To see what the Set List has to offer for any instrument module, simply right-click your mouse over it.
Besides standard components, you can also select an entry called the Default Set. This item acts as a master selection of every component contained by the instrument - This lets you upload, edit and save the instrument's entire user memory as a Set file (more information on sets will be given later on in this chapter).
Once you have selected a component (or the default set) from the Set List, the mini-buttons are primed for action. Clicking on the Get mini-button will upload the selected SysEx from the instrument. Clicking on the New mini-button will create the appropriate blank Midi Quest file for the SysEx selected, and clicking on the Open mini-button will open a file browser dialog so you can open a saved Midi Quest SysEx file for editing.

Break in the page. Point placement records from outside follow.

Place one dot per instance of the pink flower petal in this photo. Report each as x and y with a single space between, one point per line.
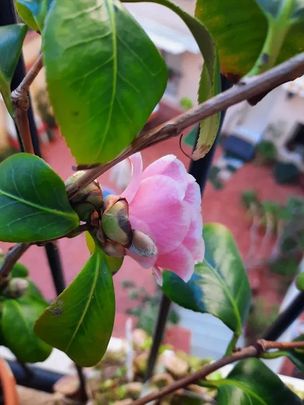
159 205
169 166
194 241
179 261
193 194
137 167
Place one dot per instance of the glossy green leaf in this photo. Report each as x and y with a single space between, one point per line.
80 321
251 382
18 269
104 76
11 40
17 326
114 263
210 83
245 31
33 12
33 202
219 286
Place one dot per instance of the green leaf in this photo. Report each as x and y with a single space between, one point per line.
114 263
80 321
251 382
11 40
18 269
219 286
33 12
210 83
104 76
248 34
33 202
17 326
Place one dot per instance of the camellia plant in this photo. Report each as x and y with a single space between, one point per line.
104 78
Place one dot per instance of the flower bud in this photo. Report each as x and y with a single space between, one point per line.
143 245
113 249
87 200
16 287
115 223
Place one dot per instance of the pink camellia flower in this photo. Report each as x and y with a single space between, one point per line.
165 204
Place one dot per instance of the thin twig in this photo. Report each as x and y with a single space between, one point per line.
11 258
256 350
262 84
29 77
21 105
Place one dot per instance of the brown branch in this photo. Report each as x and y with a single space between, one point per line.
251 351
11 258
255 86
21 104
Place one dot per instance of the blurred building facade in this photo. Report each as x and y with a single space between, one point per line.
175 42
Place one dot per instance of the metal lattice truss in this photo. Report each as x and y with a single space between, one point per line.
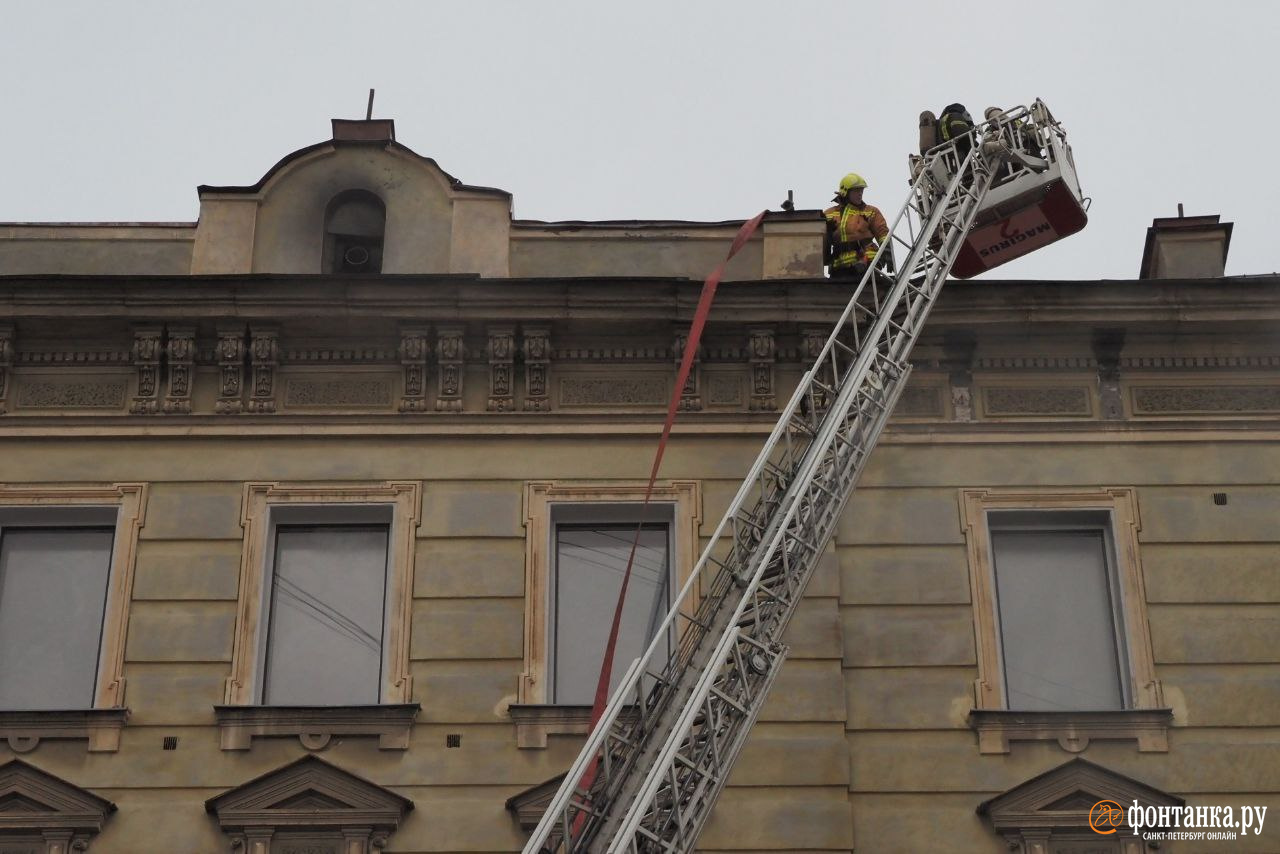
650 772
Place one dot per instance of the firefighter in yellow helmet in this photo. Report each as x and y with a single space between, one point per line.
855 231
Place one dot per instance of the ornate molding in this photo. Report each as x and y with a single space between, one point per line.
611 354
315 725
723 387
920 402
146 359
690 396
763 350
231 369
1019 401
100 727
347 356
50 392
451 355
181 351
501 352
615 389
1210 400
338 392
264 355
73 357
412 351
1073 731
536 347
48 814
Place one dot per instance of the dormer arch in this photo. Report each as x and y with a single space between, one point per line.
432 222
355 228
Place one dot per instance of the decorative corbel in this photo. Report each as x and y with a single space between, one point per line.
146 359
502 365
1107 345
181 350
231 369
264 355
690 396
958 351
538 356
5 361
449 356
763 352
412 352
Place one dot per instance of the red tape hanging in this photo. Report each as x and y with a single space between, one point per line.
686 364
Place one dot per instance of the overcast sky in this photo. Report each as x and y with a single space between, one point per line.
117 110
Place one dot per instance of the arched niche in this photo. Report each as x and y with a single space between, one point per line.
355 229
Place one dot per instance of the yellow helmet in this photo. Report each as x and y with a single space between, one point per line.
853 181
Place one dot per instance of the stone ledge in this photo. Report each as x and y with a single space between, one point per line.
535 721
315 725
1072 730
101 727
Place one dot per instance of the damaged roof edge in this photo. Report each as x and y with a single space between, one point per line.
576 224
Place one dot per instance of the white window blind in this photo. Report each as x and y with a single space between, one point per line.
1057 619
53 597
325 628
588 574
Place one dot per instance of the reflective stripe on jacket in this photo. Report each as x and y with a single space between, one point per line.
854 233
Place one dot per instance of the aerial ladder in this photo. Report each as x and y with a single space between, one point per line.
652 768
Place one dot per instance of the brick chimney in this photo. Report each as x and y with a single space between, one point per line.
364 129
1185 247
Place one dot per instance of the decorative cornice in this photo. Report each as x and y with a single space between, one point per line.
315 725
101 727
1072 730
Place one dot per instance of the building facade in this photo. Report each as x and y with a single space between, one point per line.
310 515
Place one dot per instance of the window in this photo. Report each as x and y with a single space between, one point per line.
590 560
1060 617
1059 610
353 233
45 571
67 558
577 539
321 634
327 615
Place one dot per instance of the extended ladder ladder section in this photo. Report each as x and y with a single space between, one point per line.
650 772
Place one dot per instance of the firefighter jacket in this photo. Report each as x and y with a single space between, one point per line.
854 234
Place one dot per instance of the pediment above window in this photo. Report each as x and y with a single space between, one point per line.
1059 802
310 798
45 812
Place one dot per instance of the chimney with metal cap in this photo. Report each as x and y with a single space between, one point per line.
1185 247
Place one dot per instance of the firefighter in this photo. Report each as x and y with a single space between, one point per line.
855 231
955 123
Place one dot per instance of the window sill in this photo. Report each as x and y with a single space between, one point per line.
535 721
101 727
1072 730
316 725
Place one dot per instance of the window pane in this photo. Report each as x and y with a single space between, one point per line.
589 566
1056 621
325 630
53 593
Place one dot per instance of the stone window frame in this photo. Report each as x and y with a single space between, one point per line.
100 724
241 717
1147 718
536 718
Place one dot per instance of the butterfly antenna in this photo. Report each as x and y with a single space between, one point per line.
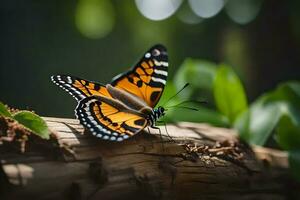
187 84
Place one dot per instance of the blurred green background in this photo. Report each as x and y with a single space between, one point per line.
98 39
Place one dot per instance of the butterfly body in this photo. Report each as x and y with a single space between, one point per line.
124 107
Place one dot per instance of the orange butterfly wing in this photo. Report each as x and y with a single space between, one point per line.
148 78
107 122
79 88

The Settings mini-button opens the settings dialog for the selected component or set. This dialog is covered in full detail in the installation chapter.
The Instrument Collapser
The Instrument Collapser allows you to manage large studios containing many instrument modules. One click collapses the Instrument Module vertically, while a second click expands it back to full size:
Example: Simple 2-Instrument Studio
Consider the following example: You own two instruments, a Roland D-50 and a TC-Helicon VoiceOne.
Using Midi Quest with these devices involves connecting each of them to a MIDI port on your computer, creating a new studio and adding each these two instrument modules to this studio.
Each instrument module acts as a gateway to the MIDI device it represents. In this example, we have selected the Roland D-50 (note the gold highlighting) and were then able to work with five different kinds of SysEx by selecting different components in the Set List and clicking each of the mini-buttons in different sequences.
If we had selected the TC-Helicon VoiceOne instrument module instead of the Roland D-50, each of the windows we launched with the mini-buttons would have contained VoiceOne sound SysEx instead. Also, there would be several additional windows because the VoiceOne has two kinds of preset banks (Factory and User) and two kinds of editor SysEx (Preset and System). These differences are shown below:
You can see from this simple example how Midi Quest serves as a studio management console for two instruments. Imagine how useful it will be with every piece of gear in your studio!